POLITIQUE & INSTITUTIONS — Politique

Cumul de revenus

La Chambre nie toute enquête concernant Polfer et Halsdorf



Si l’analyse est toujours en cours, «il est d’ores et déjà certain que les députés cités dans la presse – ni d’ailleurs aucun autre député – ne sont en faute pour avoir perçu des revenus qui ne leur auraient été accordés par les autorités compétentes», assure la Chambre par communiqué. (Photo: Jan Hanrion/Maison Moderne/Archives)

Si l’analyse est toujours en cours, «il est d’ores et déjà certain que les députés cités dans la presse – ni d’ailleurs aucun autre député – ne sont en faute pour avoir perçu des revenus qui ne leur auraient été accordés par les autorités compétentes», assure la Chambre par communiqué. (Photo: Jan Hanrion/Maison Moderne/Archives)

Aucune enquête ne serait en cours concernant des rémunérations perçues par les députés Lydie Polfer et Jean-Marie Halsdorf, assure la Chambre. L’analyse du statut de député que mènerait le Bureau, toujours en cours, n’aurait relevé aucune faute de la part de députés.

«Le Bureau ne mène aucune enquête contre aucun député au sujet d’éventuels cumuls de revenus», a déclaré lundi la Chambre des députés dans un communiqué.

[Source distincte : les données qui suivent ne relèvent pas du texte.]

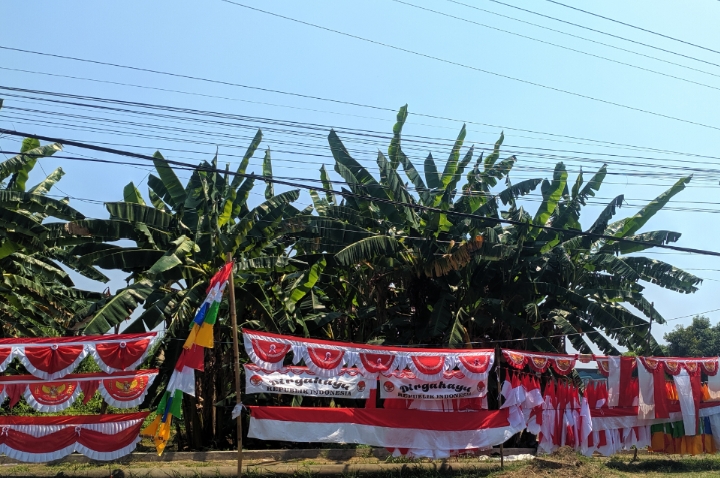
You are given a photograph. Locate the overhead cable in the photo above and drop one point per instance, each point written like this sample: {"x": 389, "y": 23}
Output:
{"x": 345, "y": 193}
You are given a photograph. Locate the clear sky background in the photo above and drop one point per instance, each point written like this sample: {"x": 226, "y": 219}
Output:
{"x": 216, "y": 40}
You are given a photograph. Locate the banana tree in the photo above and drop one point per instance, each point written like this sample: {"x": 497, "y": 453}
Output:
{"x": 402, "y": 274}
{"x": 181, "y": 236}
{"x": 38, "y": 297}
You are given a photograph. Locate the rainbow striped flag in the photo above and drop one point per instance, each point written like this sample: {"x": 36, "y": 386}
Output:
{"x": 192, "y": 358}
{"x": 201, "y": 332}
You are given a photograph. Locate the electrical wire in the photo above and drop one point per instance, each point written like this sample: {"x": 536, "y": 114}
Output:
{"x": 606, "y": 33}
{"x": 596, "y": 42}
{"x": 373, "y": 134}
{"x": 633, "y": 26}
{"x": 477, "y": 69}
{"x": 563, "y": 47}
{"x": 349, "y": 194}
{"x": 599, "y": 143}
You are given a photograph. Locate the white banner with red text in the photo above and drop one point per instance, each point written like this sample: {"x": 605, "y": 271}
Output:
{"x": 453, "y": 384}
{"x": 349, "y": 383}
{"x": 326, "y": 358}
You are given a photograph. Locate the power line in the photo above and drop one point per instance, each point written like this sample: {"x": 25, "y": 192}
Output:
{"x": 633, "y": 26}
{"x": 360, "y": 133}
{"x": 600, "y": 143}
{"x": 637, "y": 67}
{"x": 359, "y": 196}
{"x": 474, "y": 68}
{"x": 596, "y": 42}
{"x": 407, "y": 138}
{"x": 606, "y": 33}
{"x": 423, "y": 55}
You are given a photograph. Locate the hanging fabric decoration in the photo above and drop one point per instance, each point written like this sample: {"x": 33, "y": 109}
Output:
{"x": 620, "y": 370}
{"x": 181, "y": 381}
{"x": 33, "y": 439}
{"x": 191, "y": 359}
{"x": 51, "y": 358}
{"x": 540, "y": 362}
{"x": 201, "y": 332}
{"x": 393, "y": 428}
{"x": 326, "y": 358}
{"x": 349, "y": 383}
{"x": 119, "y": 389}
{"x": 452, "y": 385}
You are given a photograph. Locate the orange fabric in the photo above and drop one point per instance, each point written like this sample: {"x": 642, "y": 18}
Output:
{"x": 657, "y": 442}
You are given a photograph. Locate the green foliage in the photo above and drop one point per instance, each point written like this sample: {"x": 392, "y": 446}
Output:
{"x": 699, "y": 339}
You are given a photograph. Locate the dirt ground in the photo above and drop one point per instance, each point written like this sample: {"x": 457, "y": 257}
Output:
{"x": 564, "y": 463}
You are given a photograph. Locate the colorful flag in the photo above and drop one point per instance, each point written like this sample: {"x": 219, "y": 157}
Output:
{"x": 181, "y": 381}
{"x": 202, "y": 326}
{"x": 192, "y": 358}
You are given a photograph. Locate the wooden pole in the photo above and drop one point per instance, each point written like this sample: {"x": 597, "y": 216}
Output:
{"x": 498, "y": 356}
{"x": 236, "y": 357}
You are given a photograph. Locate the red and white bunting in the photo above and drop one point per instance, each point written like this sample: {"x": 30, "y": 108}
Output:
{"x": 453, "y": 384}
{"x": 540, "y": 362}
{"x": 391, "y": 428}
{"x": 51, "y": 358}
{"x": 326, "y": 358}
{"x": 120, "y": 389}
{"x": 99, "y": 437}
{"x": 349, "y": 383}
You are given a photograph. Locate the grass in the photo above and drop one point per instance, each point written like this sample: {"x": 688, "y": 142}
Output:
{"x": 562, "y": 464}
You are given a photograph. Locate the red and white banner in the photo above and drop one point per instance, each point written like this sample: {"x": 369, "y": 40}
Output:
{"x": 540, "y": 362}
{"x": 41, "y": 439}
{"x": 50, "y": 358}
{"x": 391, "y": 428}
{"x": 326, "y": 358}
{"x": 349, "y": 383}
{"x": 453, "y": 384}
{"x": 119, "y": 389}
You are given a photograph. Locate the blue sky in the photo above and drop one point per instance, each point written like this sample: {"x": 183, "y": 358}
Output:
{"x": 220, "y": 41}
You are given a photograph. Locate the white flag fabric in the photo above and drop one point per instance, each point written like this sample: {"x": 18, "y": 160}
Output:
{"x": 391, "y": 428}
{"x": 301, "y": 381}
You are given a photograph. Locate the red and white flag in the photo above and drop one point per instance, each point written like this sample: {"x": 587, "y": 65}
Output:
{"x": 390, "y": 428}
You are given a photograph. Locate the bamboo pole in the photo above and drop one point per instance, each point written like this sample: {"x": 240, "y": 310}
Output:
{"x": 498, "y": 356}
{"x": 236, "y": 357}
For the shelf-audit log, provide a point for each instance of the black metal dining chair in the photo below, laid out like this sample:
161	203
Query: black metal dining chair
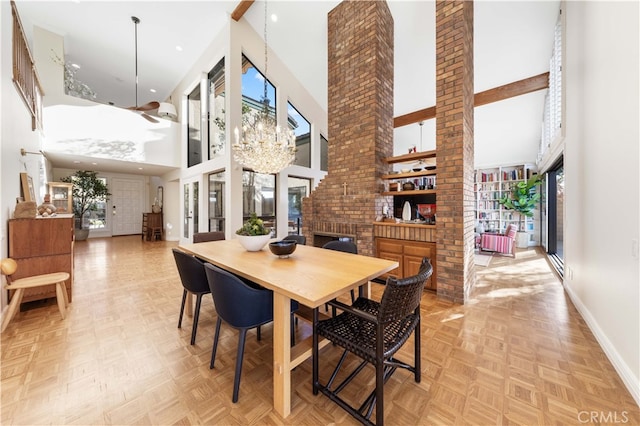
344	246
241	305
194	280
300	239
202	237
373	331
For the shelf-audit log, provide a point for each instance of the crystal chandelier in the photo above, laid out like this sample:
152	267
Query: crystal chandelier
265	147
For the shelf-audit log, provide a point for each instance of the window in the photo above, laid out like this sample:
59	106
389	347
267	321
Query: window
194	143
254	100
298	189
97	219
258	195
217	120
324	154
552	121
302	130
216	201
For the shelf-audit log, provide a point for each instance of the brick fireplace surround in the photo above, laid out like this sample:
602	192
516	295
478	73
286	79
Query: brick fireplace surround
360	111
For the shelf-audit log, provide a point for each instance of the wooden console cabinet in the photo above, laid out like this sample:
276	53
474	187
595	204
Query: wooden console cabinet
409	256
42	246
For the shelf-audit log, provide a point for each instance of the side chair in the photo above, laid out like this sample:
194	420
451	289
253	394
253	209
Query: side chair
243	307
194	281
374	332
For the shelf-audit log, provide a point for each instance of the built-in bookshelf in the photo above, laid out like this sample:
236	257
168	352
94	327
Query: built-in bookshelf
493	183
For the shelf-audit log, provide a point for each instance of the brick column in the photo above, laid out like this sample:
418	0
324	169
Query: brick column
360	112
454	148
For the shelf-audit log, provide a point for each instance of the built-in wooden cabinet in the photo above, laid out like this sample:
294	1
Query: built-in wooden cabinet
61	196
42	246
409	255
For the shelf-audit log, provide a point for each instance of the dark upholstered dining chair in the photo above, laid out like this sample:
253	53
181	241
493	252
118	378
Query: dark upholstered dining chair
243	307
300	239
373	331
201	237
194	280
344	246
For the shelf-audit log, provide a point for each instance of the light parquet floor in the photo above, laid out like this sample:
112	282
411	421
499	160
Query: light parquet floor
517	353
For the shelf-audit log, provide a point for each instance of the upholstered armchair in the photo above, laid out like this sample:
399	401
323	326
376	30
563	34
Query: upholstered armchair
500	243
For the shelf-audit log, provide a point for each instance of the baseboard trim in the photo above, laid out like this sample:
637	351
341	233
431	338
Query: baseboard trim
631	382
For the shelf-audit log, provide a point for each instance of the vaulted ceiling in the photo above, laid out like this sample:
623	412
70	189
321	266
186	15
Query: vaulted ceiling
512	41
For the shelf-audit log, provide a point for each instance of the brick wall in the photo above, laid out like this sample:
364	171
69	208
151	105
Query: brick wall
360	111
454	148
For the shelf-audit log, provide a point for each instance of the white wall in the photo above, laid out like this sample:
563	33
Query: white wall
15	133
602	182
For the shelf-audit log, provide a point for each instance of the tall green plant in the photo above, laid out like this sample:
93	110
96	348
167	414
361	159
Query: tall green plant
88	190
523	198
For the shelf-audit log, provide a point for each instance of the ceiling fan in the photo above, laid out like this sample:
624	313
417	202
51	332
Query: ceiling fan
149	106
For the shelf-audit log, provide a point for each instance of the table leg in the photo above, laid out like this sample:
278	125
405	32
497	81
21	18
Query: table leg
281	354
189	304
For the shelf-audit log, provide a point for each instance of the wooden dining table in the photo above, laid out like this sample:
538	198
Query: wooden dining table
311	275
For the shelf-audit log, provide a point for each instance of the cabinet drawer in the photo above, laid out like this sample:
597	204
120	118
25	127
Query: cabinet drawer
389	246
424	250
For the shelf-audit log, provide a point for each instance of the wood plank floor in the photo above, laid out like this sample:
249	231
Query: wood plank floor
517	353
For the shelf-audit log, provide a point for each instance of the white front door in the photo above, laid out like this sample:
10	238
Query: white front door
127	200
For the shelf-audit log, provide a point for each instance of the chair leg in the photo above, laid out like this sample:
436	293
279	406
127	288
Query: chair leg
416	363
196	315
236	380
215	343
184	299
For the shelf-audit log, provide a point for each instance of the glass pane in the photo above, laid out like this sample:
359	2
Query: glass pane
194	144
217	120
324	154
560	213
253	96
302	129
298	189
196	206
258	195
185	225
97	219
216	201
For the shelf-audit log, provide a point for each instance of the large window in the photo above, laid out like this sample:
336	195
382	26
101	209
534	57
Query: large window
217	120
253	96
216	201
298	189
302	129
194	144
555	217
97	218
258	195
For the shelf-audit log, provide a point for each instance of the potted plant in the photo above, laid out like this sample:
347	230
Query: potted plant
253	235
523	199
87	191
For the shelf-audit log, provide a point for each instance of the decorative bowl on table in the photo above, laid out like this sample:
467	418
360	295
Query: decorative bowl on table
283	248
253	242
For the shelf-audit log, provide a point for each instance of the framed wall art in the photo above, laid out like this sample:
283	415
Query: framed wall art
28	191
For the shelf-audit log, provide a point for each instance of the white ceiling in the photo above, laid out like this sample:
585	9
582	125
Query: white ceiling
512	41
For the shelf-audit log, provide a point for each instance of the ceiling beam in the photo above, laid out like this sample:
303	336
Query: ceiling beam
241	8
517	88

Une mise au clair qui intervient 10 jours après que le Land ait annoncé une enquête en cours de la part du Bureau de la Chambre . Selon l’hebdomadaire, celle-ci concernait des rémunérations perçues par deux anciens ministres actuellement députés: l’actuelle bourgmestre de Luxembourg-ville, Lydie Polfer (DP), et Jean-Marie Halsdorf (CSV), aussi échevin de Pétange.

«En 2020, le Bureau de la Chambre a demandé à l’administration parlementaire de mener une analyse du statut du député dans la perspective d’une meilleure communication aux membres du Parlement par rapport à leur statut», explique le communiqué. «Dans ce contexte, une analyse juridique a été lancée sur la possibilité de percevoir certaines formes de pension et de traitement avec d’autres rémunérations.»

«Si cette analyse est toujours en cours, il est d’ores et déjà certain que les députés cités dans la presse – ni d’ailleurs aucun autre député – ne sont en faute pour avoir perçu des revenus qui ne leur auraient été accordés par les autorités compétentes», ajoute la Chambre.